Mao's Anti-Addiction Campaign was a Great Success

By the end of 1951 the New China News Agency announced that the drug problem had been ``fundamentally wiped out'' in northern China (which had been liberated first). Southern China, which included many opium-growing areas, took another year or so.

The fact that there was a new revolutionary STATE POWER made all this possible: There was new money issued and revolutionary control of banking that stopped money laundering. The discipline and consciousness of the revolutionary movement meant that drug dealers couldn't buy off people in the new government. And the development of a new SOCIALIST economy meant that it was possible to provide jobs and eliminate the poverty that forced people into the drug trade.

China had almost no drug addiction for over twenty years.
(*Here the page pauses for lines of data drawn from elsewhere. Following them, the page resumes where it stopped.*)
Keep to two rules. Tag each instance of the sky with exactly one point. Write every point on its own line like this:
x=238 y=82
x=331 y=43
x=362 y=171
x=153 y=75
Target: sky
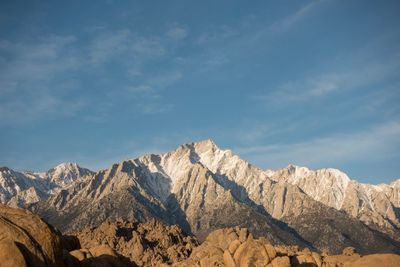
x=310 y=83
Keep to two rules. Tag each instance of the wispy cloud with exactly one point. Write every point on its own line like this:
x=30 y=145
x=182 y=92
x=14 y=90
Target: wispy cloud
x=378 y=142
x=107 y=45
x=322 y=85
x=177 y=33
x=290 y=20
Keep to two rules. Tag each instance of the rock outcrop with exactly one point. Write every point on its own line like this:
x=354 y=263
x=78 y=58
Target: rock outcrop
x=203 y=188
x=26 y=240
x=145 y=244
x=236 y=247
Then it came back, after 1976. This is because the Maoist revolution was overthrown. As soon as old-style capitalism came back, drug addiction started to reappear. In a bitter way, this capitalist restoration also shows how YOU CAN'T FREE THE PEOPLE WITHOUT MAKING REVOLUTION AND THEN STAYING ON THE REVOLUTIONARY ROAD.

Maoist revolution rejected the whole BOURGEOIS approach to drugs: Maoism is not about a few reforms, ``some money for drug rehabilitation.'' It's not about individual ``solutions'' through one-on-one therapy. It's not about filling prisons with addicts while allowing big capitalists to get rich on drug trade. It is not about the hypocrisy and useless moralism of the preachers. Any talk about getting rid of drugs without proletarian revolution is just a pipe dream.

Mao's revolution was about real solutions -- it was about stopping the terrible slavery to drugs, and stopping the capitalist drug trade that profited off people's suffering. And lots of other oppression was being wiped out too. Using Maoist methods, the revolutionary masses got rid of prostitution, sale of children, brutal poverty, illiteracy, unemployment, wife beating, crime, police brutality, and so on. The revolution completely changed the lives and thinking of millions and millions of people. It led the people to do things that were unthinkable only a couple years before.

MAOIST REVOLUTION WORKS because it gets to the root of the problems: Maoist revolution overthrows the oppressors and their old system, and then relies on the masses to continue the revolution and build a whole new society.

That's what it's gonna take here too: a revolution. Real change is way past due.